Contrast this with insider sentiment-the confidence shown by executives and directors-which is strongly Positive. Over the last year, 11 different insiders have been buying, collectively purchasing approximately $42.7 million worth of shares. That's a significant vote of confidence in a small-cap biotech, suggesting they believe the stock is defintely undervalued relative to its pipeline potential.

Recent Market Reactions to Ownership Changes

The stock market has reacted violently to capital-raising events, which is typical for clinical-stage biopharmaceutical companies. BioVie Inc. (BIVI) needs cash to fund its Phase II and Phase III trials for drugs like NE3107 for Alzheimer's and Parkinson's disease.

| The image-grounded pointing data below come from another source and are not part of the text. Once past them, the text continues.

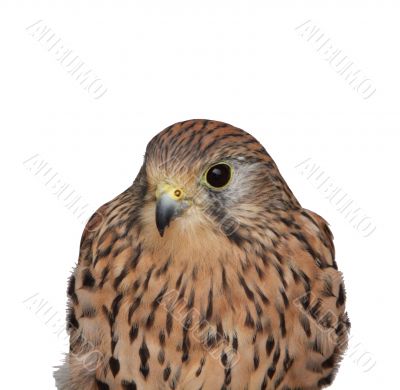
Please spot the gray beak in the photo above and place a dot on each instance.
(166, 210)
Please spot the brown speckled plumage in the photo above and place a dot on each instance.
(241, 292)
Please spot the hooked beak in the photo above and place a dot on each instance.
(169, 206)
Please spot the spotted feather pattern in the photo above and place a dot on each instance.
(242, 292)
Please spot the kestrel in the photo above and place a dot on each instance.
(205, 274)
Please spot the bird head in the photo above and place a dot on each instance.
(206, 176)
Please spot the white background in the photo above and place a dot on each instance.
(166, 61)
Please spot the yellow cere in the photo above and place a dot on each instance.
(174, 192)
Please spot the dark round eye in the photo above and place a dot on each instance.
(218, 175)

When the company announced a 6 million share secondary offering in August 2025, the market reaction was brutal. The stock price dropped from $6.03 at the start of August to $2.91 by August 7, 2025, and was trading down by -43.64% on August 8, 2025. This kind of dilution event immediately resets the share price lower, even if it secures the capital needed for long-term success. The market hates dilution, but the company needs the funding to survive. Also, the 1-for-10 reverse stock split in July 2025, which reduced the number of shares outstanding to keep the listing on Nasdaq, contributed to the volatility.

The dramatic price decline over the last year is stark: the share price of $1.51/share as of November 11, 2025, represents a 95.49% drop from the $33.50/share price recorded in November 2024. This shows the high-risk nature of their clinical progress and financing strategy. For a deeper dive into the company's financial journey, you can read BioVie Inc. (BIVI): History, Ownership, Mission, How It Works & Makes Money.

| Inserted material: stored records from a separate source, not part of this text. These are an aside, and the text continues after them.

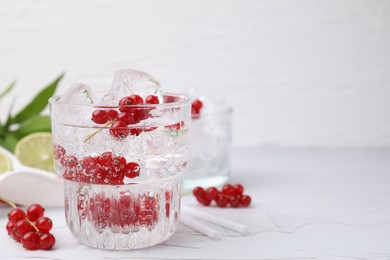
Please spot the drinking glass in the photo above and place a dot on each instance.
(122, 184)
(210, 141)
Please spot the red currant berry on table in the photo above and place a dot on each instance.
(195, 108)
(235, 201)
(222, 201)
(9, 227)
(31, 241)
(112, 114)
(100, 116)
(197, 105)
(34, 212)
(22, 227)
(229, 190)
(16, 214)
(135, 131)
(199, 193)
(239, 189)
(126, 101)
(44, 224)
(212, 193)
(245, 200)
(151, 99)
(132, 170)
(47, 241)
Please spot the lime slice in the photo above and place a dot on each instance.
(36, 150)
(5, 163)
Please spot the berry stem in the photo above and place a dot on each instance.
(9, 203)
(33, 225)
(97, 131)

Analyst Perspectives and Investor Impact

Wall Street's view on BioVie Inc. (BIVI) is mixed but leans positive, which is a disconnect from the technical market sentiment. The consensus among two Wall Street research analysts is a Moderate Buy. This consensus is split: one analyst has a Strong Buy rating, and another has a Sell rating.

The price targets vary wildly, showing the uncertainty tied to clinical trial outcomes:

Analyst Consensus Rating Recent Price Target Implied Upside (Approx.) Basis
Moderate Buy $12.00 700.00% (from $1.50) Recent Buy rating, post-reverse split adjustment.
Short-Term Average $1.9530 +31.96% (from $1.48) 30-day average analyst target.

The massive $12.00 target reflects a bullish outlook on the successful progression of their drug pipeline, especially NE3107. What this estimate hides is the binary risk (all-or-nothing outcome of a clinical trial) inherent in biotech. The more conservative $1.9530 target is a more near-term, technical view. For the 2025 fiscal year, analysts project an Earnings Per Share (EPS) estimate of $-2.95 and a revenue estimate of $0, underscoring that the company is purely in the research and development (R&D) phase with no commercial product yet. The key investor impact is that the stock price will move on clinical data releases, not earnings, until their fiscal year ending June 30, 2026, and beyond.